"We do it because hungry people matter." That's just one of many reasons Glenn Zorb, senior pastor at Mountain View Lutheran Church in Ahwatukee Foothills, says his congregation is hosting a "Mobile Pack Event" for Feed My Starving Children (FMSC) Nov. 17-20.

"Let's face it," Zorb said, "even in the midst of tough times; Americans are still wealthy compared to the rest of the world. For us, helping to feed a hungry child for an entire year through FMSC means we'd have to give up a weekly fast-food trip. Our belief as Lutherans is that we do this - we love others- because God loved us first. And working for justice means we encourage people to live more simply, so others can simply live." Zorb maintains that the Evangelical Lutheran Church of America (ELCA) has made a longstanding commitment to reach the lost, the lonely and the hungry.
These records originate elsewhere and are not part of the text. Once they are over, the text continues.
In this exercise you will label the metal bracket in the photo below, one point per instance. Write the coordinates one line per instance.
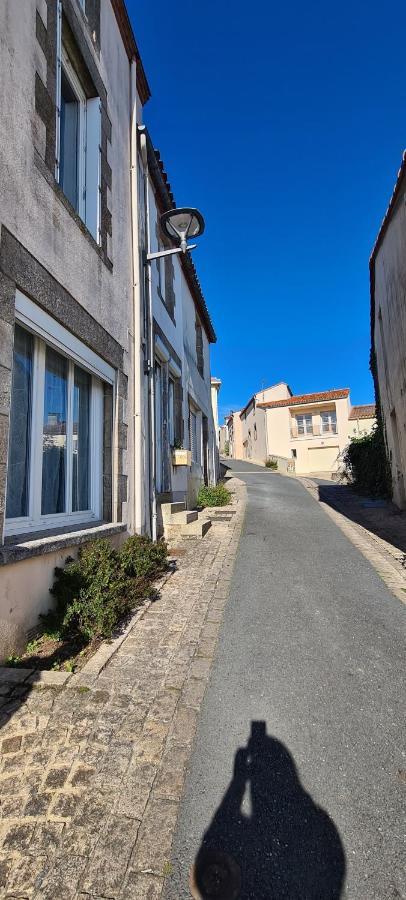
(161, 253)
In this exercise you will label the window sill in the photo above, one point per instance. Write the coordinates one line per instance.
(29, 545)
(43, 168)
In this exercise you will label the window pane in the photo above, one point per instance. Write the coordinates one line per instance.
(20, 426)
(69, 142)
(81, 440)
(54, 433)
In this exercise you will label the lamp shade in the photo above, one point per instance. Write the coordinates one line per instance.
(181, 224)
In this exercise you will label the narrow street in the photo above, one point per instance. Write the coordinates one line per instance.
(297, 772)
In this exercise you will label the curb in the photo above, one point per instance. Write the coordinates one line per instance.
(369, 544)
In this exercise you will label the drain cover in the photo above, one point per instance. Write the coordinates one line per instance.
(215, 876)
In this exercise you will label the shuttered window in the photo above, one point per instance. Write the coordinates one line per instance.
(193, 435)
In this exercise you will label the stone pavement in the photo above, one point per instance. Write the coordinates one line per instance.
(92, 771)
(379, 533)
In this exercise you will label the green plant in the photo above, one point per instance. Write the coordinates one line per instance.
(13, 660)
(140, 557)
(96, 591)
(366, 466)
(32, 647)
(271, 463)
(217, 495)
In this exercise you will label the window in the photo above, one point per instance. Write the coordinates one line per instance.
(171, 411)
(78, 145)
(56, 436)
(304, 423)
(193, 435)
(165, 273)
(328, 422)
(199, 348)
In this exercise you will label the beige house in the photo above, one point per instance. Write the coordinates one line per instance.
(310, 428)
(388, 325)
(361, 420)
(233, 423)
(254, 435)
(305, 433)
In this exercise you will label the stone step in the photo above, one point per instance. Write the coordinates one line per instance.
(184, 517)
(171, 509)
(196, 529)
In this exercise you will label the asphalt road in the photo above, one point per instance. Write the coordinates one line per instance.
(297, 783)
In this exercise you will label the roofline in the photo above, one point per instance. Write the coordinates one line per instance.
(388, 215)
(360, 406)
(254, 396)
(163, 188)
(300, 399)
(130, 44)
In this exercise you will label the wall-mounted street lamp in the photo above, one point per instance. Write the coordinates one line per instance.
(179, 225)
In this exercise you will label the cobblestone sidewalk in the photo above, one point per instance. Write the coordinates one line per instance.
(347, 512)
(92, 772)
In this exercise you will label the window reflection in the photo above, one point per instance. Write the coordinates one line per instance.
(54, 434)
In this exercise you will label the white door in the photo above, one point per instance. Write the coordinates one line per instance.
(158, 427)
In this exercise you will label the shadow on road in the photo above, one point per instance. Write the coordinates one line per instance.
(268, 840)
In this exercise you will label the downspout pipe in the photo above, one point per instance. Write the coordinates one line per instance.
(138, 351)
(150, 338)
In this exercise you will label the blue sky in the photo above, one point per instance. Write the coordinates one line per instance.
(285, 124)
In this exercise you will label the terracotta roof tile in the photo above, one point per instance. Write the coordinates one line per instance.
(363, 412)
(302, 399)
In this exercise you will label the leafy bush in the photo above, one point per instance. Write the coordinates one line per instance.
(218, 495)
(271, 463)
(366, 466)
(94, 592)
(142, 558)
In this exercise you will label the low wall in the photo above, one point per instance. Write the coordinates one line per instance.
(24, 594)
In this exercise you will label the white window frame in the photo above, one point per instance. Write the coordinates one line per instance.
(46, 331)
(331, 414)
(171, 410)
(307, 429)
(89, 138)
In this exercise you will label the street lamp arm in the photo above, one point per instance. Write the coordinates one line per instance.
(161, 253)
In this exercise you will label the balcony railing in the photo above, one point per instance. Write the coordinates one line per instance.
(316, 431)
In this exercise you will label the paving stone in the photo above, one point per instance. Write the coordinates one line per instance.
(37, 805)
(17, 837)
(141, 887)
(106, 870)
(153, 846)
(46, 837)
(13, 676)
(11, 745)
(56, 778)
(94, 768)
(60, 879)
(26, 871)
(65, 805)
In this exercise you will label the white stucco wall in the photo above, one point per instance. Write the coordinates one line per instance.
(390, 342)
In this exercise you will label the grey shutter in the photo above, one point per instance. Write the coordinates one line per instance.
(178, 393)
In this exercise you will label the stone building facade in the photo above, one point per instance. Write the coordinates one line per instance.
(388, 331)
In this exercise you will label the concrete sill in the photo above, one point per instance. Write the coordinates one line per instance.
(28, 547)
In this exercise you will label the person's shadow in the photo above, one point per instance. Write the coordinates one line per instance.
(281, 846)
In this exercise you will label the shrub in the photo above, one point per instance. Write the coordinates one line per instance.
(218, 495)
(142, 558)
(94, 592)
(271, 463)
(366, 466)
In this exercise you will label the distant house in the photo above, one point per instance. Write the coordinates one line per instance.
(307, 433)
(388, 331)
(361, 420)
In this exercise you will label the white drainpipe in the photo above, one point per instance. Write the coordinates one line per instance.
(137, 309)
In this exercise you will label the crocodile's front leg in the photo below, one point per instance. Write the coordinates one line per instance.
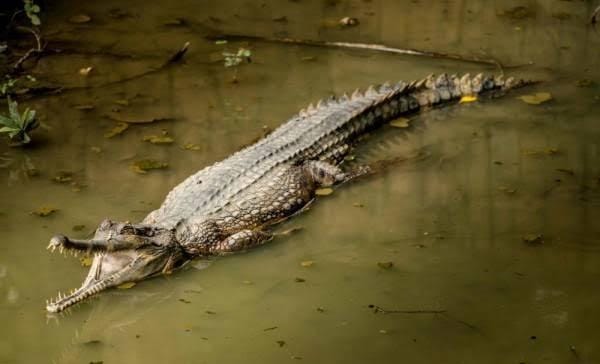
(242, 240)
Feed My Starving Children, a non-profit organization based in Coon Rapids, Minn., mobilizes communities to fulfill their mission to "feed God's children, hungry in body and spirit." According to FMSC, 850 million people worldwide lack adequate nutrition. During each event, volunteers work in teams to pack meals during two-hour shifts. FMSC welcomes children as young as 5 years old to fill "MannaPacks," each containing soy, chicken flavor, rice and dehydrated vegetables. The culturally acceptable, easy to prepare food is scientifically designed to reverse the damages of malnutrition, and costs 19 cents to produce.

"The best part," Zorb said, "is that we have fun. While we're packing, we listen to music and make a friendly competition for the most boxes packed. And where else can you find a 5-year-old and a 95-year-old being productive together (FMSC accommodates elderly volunteers who have trouble standing by assigning seated jobs attaching labels)? So much of what we do in our culture is segregated by age. This multi-generational opportunity gives us the chance to interact together, and to learn from one another."

In 2008, Zorb discovered just how much the idea of making a difference resonated with people in the community. "You have to remember that Mountain View hosted our first Mobile Pack event just after we suffered the greatest drop in the stock market in decades. We had gone out on a limb and made a commitment to raise $65,000 to pay for the meals we agreed to pack. Even in the midst of that shock, people were willing to give. In the end, we raised $5,000 more than we needed, and we were able to forward it to another host church. Clearly, people had confidence not in what the future holds, but in who holds the future," Zorb said.

Fundraising is a key component of FMSC's model, and 94 percent of funds generated by donations are placed directly into food programs. Each host site commits to raising the necessary funds to pay for the supplies bought in bulk to fill MannaPacks. This month, Mountain View Lutheran Church has agreed to pack 500,000 meals, and must raise $85,000. While donations aren't required, volunteers are encouraged to each raise $40 to pay for the food they'll pack during each two-hour commitment. The balance of funds are derived from special events, such as last month's Ahwatukee Hunger Hunt, and from gifts made by local businesses. MidFirst Bank has sent its fundraising van twice to match loose change collections up to $1,000, raising a total of $4,000.

According to Zorb, the opportunity to contribute financially creates opportunities for kids to learn the value of stewarding their money wisely. In 2008, then 13-year-old Trey Martin was diligently saving money he earned from his door-to-door business, removing scorpions from neighbors' yards. He was planning to buy a new X-box game when his Confirmation group at Mountain View invited the kids to serve at FMSC. When he learned that what his savings could feed a hungry child for an entire year, he decided to donate the money to FMSC.

"A new game will just get old after awhile and I'll want another one. But if I can feed a child for an entire year, that will always make me happy," Martin said.

Zorb is confident the community will respond with a robust turnout in both volunteerism and contributions. Registration is open to the community (children must be accompanied by an adult) at fmsc.org.

"Let's be realistic; we know we're not solving world hunger here," he said. "But in the spirit of ‘teaching a man to fish,' we have to recognize that we have to feed people while they learn to provide for themselves. I can't ask a person to learn to fish when he's starved. Hungry people need relief; so we have to do both."

Christian Mission partners on the ground across 70 countries distribute the food in orphanages, schools and relief centers.